A Perranporth barn brief almost always splits down the same way: is it Class Q permitted development, full planning, or a heritage rebuild? We answer that in the first site visit so the rest of the programme has a foundation. Cornwall Council's barn caseload is mature here, which works in your favour when the application reads correctly. Cornish housing stock is brilliant and infuriating in equal measure. We renovate cottages, farmhouses, mid-century homes and post-war estates — opening up layouts, fixing damp, adding light and bringing the property up to a standard worth living in. Every Perranporth project we take on begins with reading the local context — Perranporth is a north coast surf village with a vast three-mile beach backed by Penhale Sands, a busy summer population and a planning landscape shaped by holiday-let pressure, with a building stock that leans toward modern apartment developments and Victorian terraces above the village.
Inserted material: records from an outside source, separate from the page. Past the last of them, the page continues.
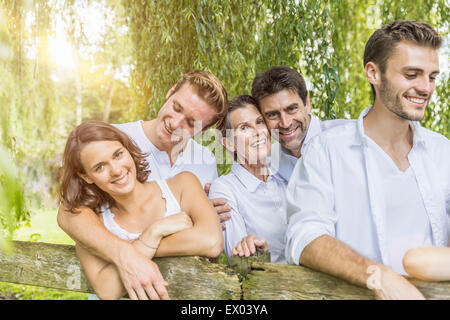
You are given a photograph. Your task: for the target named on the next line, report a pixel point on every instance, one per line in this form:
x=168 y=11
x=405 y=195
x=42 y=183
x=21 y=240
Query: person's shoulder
x=338 y=134
x=434 y=137
x=206 y=153
x=436 y=144
x=184 y=178
x=328 y=124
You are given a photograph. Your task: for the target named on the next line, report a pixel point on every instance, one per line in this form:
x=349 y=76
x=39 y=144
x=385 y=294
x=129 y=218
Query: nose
x=176 y=122
x=115 y=169
x=425 y=86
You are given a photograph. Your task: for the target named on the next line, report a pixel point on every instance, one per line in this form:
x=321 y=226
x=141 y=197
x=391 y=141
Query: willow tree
x=236 y=39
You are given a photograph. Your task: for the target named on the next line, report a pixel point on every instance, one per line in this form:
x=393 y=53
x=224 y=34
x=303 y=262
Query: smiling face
x=287 y=117
x=250 y=139
x=408 y=83
x=109 y=166
x=183 y=114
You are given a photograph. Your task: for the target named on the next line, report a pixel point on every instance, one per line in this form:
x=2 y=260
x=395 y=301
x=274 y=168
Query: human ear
x=228 y=144
x=308 y=104
x=170 y=92
x=373 y=74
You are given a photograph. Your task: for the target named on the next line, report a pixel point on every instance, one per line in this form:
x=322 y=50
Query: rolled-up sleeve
x=310 y=208
x=235 y=227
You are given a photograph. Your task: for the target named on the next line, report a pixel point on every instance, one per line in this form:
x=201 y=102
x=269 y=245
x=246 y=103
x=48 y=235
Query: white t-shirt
x=172 y=207
x=407 y=222
x=194 y=158
x=258 y=208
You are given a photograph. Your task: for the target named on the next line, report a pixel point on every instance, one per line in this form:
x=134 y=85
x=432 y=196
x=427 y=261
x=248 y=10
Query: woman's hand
x=249 y=245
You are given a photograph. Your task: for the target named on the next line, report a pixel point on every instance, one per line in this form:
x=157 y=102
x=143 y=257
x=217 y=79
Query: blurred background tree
x=63 y=62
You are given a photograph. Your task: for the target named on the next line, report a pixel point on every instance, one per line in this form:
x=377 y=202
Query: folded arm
x=205 y=236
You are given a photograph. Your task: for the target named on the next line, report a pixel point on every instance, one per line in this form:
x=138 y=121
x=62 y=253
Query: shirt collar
x=246 y=178
x=361 y=137
x=314 y=129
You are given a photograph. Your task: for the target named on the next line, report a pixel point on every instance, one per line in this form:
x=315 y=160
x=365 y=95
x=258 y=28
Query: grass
x=44 y=228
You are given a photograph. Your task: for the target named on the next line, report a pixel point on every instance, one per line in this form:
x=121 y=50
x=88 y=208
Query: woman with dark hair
x=256 y=196
x=104 y=171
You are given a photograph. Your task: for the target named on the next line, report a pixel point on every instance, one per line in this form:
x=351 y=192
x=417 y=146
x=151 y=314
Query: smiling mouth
x=415 y=100
x=121 y=180
x=288 y=133
x=167 y=130
x=259 y=143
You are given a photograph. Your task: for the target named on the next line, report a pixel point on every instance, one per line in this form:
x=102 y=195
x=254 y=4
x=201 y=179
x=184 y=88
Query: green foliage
x=157 y=41
x=12 y=208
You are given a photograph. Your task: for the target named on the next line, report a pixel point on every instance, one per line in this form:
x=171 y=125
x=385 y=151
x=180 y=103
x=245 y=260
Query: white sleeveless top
x=172 y=207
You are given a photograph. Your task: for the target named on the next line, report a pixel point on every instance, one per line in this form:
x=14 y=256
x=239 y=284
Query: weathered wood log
x=243 y=265
x=195 y=278
x=57 y=266
x=268 y=281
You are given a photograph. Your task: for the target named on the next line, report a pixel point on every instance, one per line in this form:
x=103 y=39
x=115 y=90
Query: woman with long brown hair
x=104 y=171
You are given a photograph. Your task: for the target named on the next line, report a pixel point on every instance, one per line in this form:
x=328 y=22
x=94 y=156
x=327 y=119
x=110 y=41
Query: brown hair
x=383 y=41
x=276 y=79
x=74 y=191
x=208 y=87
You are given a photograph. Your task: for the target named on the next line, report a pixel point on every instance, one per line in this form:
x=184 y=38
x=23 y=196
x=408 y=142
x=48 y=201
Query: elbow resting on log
x=196 y=278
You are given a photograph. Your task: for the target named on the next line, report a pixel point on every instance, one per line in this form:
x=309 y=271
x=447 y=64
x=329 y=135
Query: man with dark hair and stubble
x=366 y=192
x=283 y=100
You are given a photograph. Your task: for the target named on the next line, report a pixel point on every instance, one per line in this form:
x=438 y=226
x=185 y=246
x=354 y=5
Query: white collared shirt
x=194 y=158
x=336 y=190
x=282 y=163
x=258 y=208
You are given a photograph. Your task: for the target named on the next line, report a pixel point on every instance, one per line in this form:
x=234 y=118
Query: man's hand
x=249 y=245
x=221 y=207
x=141 y=276
x=388 y=285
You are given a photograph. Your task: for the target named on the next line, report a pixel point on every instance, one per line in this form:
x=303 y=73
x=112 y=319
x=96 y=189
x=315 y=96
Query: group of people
x=342 y=197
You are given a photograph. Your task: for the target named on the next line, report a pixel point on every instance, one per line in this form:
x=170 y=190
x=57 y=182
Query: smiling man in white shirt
x=283 y=100
x=366 y=192
x=194 y=104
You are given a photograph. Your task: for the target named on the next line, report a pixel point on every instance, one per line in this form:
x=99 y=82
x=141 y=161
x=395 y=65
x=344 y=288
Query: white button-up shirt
x=282 y=163
x=194 y=158
x=258 y=208
x=336 y=190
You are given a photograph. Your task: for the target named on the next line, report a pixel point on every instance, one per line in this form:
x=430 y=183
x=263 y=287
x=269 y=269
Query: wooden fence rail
x=195 y=278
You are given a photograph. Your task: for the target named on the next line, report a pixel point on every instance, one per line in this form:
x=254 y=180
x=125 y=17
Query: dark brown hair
x=383 y=41
x=276 y=79
x=208 y=87
x=74 y=191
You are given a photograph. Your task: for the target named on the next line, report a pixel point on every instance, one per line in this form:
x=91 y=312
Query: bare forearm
x=192 y=242
x=86 y=229
x=331 y=256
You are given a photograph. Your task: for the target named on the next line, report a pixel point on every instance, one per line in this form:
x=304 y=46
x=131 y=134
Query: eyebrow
x=103 y=162
x=406 y=69
x=243 y=122
x=178 y=105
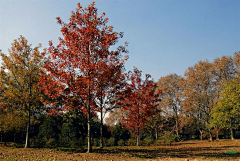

Perranporth sits in North Cornwall — covering TR6 from St Agnes, Goonhavern outward.

  • Cornwall AONB
  • Coastal exposure zone
  • Class Q feasibility screened before design fee
  • Full planning route mapped as a parallel option
  • Structural engineer brought in at week two
  • Heritage statement included where the barn pre-dates 1900

Who this is for

Perranporth runs the full mix — owner-occupier, holiday-let, commercial and the occasional smallholding — so we scope every renovation enquiry from the use-class up.

Local watch-list

The TR6 constraints that shape a renovation brief.

  • Watch #1

    AONB landscape-impact scrutiny on visible elevations

  • Watch #2

    Coastal exposure driving fixing, render and joinery spec

Local proof — We typically have one or two renovation jobs live in the TR6 area at any time, so the local planning officers know our drawings on sight.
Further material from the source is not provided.